When redrawing the state’s U.S. House districts, legislators are required by law to strive for “zero deviation,” which would place the exact same number of residents in each of the state’s congressional districts. An exact balance is impossible to achieve, but it’s a good goal that requires lawmakers to do the best job they can to equalize population among districts.
Last week, however, the House Redistricting Committee voted to accept a population deviation of up to 5 percent when redrawing state legislative districts. Based on numbers from the 2010 Census, the perfect size for a Kansas House district is 22,716. A 5 percent deviation would be 1,136 residents. That means the committee would accept districts with populations that ranged from 5 percent below the ideal (21,580) to 5 percent above (23,852). That’s a pretty significant difference.
A couple of factors are likely to make the population differences among legislative districts even bigger before the next redistricting process 10 years from now.
New census figures show a significant population shift from rural areas of the state to urban areas, which is likely to continue in the next decade. For instance, the 38th District, represented by Rep. Anthony Brown of Eudora, now has 40,677 residents while the 117th District in Hodgeman County in western Kansas has only 18,133. Even if the redistricting committee redraws district lines now to exactly equalize the size of those districts, chances are a continued rural-to-urban shift will cause them to be significantly unequal in 10 years. Accepting a 5 percent deviation in the size of those districts now is likely to aggravate that problem.
Cities that are the home of major universities or military installations, including Lawrence and Manhattan, also could argue that their residents already are under-represented because of a state law that allows students and military personnel to choose to be counted in their “home” communities in another city or state instead of in the communities where they actually live most of the time. The state’s 2010 census adjustment subtracted about 12,000 residents from Douglas and about 11,000 from Riley County. That deviation only adds to the 5 percent deviation that legislators say they will accept when redrawing districts.
Rep. Caryn Tyson, R-Parker, argued that “It is not feasible to keep counties and towns together” with a zero deviation. It’s not possible to keep entire cities together if they are larger than about 24,000 residents. Splitting a county between two legislative districts seems like a minor problem.
“People are protecting their own interests,” concluded Rep. Brown, a fellow Republican.
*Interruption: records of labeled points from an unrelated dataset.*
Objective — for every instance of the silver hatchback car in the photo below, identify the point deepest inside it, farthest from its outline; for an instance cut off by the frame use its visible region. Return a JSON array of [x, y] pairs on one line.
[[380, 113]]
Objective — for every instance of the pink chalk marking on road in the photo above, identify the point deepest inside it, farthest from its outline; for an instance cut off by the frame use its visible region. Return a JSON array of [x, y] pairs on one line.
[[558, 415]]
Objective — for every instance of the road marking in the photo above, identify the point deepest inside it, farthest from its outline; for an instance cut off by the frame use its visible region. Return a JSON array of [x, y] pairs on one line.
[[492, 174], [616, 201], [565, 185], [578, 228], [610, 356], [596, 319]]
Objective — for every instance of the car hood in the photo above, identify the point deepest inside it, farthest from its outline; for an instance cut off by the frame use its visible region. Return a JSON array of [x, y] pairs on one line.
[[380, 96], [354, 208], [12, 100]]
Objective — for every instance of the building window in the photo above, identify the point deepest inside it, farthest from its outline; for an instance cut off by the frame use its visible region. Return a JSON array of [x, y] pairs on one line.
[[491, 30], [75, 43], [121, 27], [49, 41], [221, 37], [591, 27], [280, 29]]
It’s natural for representatives to try to protect their own turf in redistricting, which often is called the most politically driven activity state legislators handle. Redrawing district lines isn’t easy, but striving for the best possible population balance in individual districts is a basic part of the job. If state legislators can do it for congressional districts, which involve far greater population numbers, they should be able to do the same for the state’s legislative districts.